Na scenie nie zabrakło kultowych utworów takich jak „Baśka”, które porwały do wspólnej zabawy, a także starszych i nostalgicznych piosenek, w tym „Eli Lama Sabachtani” przypominając fanom niezwykłą muzyczną historię zespołu.
Wilki największy sukces odniosły niewątpliwie na początku lat 90. Szacuje się, że razem z pirackimi wydaniami ich premierowa płyta z wielkim hitem „Son of the Blue Sky”, rozeszła się w nakładzie ponad miliona egzemplarzy.

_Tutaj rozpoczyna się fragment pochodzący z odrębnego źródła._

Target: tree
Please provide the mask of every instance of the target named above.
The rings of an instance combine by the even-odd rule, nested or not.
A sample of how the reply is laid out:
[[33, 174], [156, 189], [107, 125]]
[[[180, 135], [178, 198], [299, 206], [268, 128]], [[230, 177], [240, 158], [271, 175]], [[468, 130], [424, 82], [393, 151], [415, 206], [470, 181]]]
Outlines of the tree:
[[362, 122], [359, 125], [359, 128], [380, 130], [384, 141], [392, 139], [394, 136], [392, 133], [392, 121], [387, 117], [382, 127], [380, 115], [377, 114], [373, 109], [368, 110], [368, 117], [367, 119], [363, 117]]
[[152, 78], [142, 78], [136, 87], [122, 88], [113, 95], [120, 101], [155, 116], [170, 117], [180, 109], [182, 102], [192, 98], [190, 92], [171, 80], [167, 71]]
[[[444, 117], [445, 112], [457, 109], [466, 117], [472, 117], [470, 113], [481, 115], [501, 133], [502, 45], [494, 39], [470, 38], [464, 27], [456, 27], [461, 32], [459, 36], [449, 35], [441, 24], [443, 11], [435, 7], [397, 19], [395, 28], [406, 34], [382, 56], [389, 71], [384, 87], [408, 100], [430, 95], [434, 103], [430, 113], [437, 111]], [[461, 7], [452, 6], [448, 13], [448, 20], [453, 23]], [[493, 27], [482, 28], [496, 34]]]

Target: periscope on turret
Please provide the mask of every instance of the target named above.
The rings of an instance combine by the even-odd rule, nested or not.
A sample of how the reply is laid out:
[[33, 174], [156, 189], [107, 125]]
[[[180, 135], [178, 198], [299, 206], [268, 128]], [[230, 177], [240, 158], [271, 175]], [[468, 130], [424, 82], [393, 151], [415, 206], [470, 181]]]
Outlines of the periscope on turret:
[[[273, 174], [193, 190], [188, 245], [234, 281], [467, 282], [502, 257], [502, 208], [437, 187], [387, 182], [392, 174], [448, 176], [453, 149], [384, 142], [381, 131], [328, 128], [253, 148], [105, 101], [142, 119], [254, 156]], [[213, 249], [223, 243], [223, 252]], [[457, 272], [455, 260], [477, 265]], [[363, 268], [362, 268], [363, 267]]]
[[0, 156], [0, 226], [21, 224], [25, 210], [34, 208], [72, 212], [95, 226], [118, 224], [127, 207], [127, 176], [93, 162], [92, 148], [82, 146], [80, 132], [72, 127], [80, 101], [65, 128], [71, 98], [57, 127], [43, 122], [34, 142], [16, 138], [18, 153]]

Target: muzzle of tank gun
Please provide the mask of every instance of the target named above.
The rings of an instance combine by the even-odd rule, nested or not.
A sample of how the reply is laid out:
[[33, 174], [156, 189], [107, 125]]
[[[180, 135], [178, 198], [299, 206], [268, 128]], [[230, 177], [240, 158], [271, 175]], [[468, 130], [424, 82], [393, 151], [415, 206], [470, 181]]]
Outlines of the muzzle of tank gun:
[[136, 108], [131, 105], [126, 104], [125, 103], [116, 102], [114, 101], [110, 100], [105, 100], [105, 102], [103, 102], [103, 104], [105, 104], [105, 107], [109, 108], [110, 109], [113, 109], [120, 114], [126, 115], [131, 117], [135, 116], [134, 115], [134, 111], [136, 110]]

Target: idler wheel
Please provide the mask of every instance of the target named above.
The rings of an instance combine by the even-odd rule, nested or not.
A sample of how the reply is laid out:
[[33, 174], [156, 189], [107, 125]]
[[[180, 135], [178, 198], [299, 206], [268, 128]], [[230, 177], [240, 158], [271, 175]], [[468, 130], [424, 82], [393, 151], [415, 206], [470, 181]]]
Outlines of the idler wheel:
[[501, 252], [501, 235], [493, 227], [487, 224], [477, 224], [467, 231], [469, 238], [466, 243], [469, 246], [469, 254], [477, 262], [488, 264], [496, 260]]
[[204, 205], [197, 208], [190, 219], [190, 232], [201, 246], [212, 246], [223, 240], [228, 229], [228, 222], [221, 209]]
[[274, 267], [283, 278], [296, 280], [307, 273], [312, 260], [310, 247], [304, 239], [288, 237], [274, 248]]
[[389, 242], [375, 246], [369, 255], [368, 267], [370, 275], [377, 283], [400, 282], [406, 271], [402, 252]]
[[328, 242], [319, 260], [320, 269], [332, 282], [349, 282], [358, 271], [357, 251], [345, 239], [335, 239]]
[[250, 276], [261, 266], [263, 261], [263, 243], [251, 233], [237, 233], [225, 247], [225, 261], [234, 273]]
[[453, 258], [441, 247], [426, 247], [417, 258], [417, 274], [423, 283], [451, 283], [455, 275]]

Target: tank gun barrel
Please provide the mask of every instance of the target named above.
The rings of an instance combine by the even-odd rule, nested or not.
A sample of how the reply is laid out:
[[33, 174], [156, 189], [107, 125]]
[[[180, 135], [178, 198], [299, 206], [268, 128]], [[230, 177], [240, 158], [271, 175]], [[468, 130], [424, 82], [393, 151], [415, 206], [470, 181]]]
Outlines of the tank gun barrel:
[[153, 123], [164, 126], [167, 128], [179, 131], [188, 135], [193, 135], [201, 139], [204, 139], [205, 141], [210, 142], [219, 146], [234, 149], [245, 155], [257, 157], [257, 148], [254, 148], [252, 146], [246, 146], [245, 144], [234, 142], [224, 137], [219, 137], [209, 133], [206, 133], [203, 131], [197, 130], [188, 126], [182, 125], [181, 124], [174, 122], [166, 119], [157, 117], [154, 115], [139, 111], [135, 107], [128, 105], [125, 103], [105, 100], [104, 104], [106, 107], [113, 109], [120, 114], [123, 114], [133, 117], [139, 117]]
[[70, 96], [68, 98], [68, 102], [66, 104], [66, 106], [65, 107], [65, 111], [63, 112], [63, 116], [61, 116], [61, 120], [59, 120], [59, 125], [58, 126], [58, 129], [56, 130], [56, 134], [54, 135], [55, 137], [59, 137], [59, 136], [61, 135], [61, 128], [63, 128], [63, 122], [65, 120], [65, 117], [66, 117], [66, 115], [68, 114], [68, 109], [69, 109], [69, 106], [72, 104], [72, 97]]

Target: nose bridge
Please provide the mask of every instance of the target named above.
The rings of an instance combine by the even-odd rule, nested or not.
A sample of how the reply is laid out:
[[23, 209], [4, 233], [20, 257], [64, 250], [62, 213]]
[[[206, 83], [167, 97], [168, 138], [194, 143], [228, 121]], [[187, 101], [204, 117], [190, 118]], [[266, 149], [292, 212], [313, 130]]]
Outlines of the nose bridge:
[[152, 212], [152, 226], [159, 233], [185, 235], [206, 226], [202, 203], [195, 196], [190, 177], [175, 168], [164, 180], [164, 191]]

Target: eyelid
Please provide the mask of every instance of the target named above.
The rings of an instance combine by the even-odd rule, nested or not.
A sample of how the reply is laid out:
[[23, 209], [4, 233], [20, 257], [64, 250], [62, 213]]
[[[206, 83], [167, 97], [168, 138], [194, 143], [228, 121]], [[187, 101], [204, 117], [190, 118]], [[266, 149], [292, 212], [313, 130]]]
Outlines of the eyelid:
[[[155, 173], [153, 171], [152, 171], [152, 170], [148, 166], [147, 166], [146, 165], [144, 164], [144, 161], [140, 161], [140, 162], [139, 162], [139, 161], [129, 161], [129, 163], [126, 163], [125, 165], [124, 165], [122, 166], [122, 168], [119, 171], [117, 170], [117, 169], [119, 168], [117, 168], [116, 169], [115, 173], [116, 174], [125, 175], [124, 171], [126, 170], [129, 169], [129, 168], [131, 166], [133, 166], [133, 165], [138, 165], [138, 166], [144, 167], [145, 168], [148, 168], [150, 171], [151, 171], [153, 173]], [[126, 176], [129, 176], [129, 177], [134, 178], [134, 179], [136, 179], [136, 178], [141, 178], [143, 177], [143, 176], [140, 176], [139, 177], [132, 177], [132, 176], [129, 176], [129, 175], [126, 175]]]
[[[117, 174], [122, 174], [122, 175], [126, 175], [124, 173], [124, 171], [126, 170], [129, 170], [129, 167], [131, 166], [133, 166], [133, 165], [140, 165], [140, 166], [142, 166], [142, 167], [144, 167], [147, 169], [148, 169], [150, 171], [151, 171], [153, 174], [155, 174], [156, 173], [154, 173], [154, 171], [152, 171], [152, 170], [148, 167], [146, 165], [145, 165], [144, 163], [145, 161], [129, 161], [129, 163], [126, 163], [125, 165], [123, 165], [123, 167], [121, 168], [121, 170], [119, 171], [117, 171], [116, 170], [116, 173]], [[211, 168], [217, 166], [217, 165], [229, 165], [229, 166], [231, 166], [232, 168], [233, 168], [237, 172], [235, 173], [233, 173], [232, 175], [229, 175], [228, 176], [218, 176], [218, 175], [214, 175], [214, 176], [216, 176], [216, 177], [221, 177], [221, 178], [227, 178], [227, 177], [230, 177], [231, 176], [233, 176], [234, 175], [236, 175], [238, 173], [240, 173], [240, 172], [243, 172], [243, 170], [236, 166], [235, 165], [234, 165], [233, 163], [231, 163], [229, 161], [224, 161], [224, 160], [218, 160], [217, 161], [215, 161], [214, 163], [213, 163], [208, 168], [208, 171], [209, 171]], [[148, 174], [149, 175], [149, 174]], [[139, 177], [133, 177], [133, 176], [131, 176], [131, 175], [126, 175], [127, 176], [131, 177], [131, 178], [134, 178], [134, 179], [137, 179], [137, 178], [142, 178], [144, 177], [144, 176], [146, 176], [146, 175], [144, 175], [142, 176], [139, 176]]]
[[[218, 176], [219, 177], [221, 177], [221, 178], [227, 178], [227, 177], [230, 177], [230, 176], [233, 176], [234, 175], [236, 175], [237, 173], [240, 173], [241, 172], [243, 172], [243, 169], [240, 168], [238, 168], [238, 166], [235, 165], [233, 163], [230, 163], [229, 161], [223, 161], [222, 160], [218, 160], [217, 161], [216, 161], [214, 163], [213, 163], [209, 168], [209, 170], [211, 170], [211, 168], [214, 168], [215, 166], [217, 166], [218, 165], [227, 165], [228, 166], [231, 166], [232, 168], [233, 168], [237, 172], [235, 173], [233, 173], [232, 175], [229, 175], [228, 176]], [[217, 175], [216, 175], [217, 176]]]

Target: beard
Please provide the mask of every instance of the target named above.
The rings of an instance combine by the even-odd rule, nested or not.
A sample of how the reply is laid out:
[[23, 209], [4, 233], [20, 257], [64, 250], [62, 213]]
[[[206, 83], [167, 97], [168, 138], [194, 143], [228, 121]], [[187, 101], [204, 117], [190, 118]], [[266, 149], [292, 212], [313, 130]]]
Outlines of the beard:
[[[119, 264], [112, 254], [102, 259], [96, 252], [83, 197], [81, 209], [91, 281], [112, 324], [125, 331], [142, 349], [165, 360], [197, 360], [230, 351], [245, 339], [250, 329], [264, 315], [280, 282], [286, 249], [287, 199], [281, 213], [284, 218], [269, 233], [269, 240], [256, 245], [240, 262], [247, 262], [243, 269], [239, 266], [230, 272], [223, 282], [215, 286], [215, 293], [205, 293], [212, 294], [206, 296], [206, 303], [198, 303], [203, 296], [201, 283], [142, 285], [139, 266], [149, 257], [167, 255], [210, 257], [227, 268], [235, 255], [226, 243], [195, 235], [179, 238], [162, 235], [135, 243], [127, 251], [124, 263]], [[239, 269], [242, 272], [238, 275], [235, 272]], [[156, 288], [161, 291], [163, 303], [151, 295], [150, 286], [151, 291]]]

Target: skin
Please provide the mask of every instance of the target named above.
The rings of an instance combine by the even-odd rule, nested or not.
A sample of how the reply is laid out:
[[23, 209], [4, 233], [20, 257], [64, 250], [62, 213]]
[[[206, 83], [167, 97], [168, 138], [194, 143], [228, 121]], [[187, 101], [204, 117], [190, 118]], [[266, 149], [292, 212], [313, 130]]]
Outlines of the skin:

Okazało się, że mimo upływu czasu rumska publiczność doskonale pamięta teksty przebojów Wilków i chętnie śpiewała wraz z zespołem. Przy nastrojowych melodiach pojawiło się nawet morze świateł z telefonów.
Robert Gawliński także nie zawiódł fanów, prezentując świetną kondycję i charakterystyczny głos, który jest jednym z najbardziej rozpoznawalnych na polskiej scenie muzycznej. Był to drugi występ tego wokalisty w Rumi. Wcześniej miał okazję zaśpiewać w naszym mieście bez zespołu Wilki, podczas kilkuletniego zawieszenia działalności grupy.
Była też niespodzianka. Beniamin Gawliński – syn lidera Wilków – zaprezentował dwie autorskie kompozycje. Publiczność zgotowała mu gorące przyjęcie, nagradzając artystę szczerymi brawami. Dodatkową atrakcją wydarzenia była chętnie odwiedzana przez uczestników strefa gastronomiczna.
Koncert był kontynuacją tegorocznego cyklu „Letnie Granie w Rumi”, który przyciąga tysiące miłośników dobrej muzyki – mieszkańców i turystów chcących spędzić czas w przyjaznej atmosferze i w rytmie legendarnych przebojów.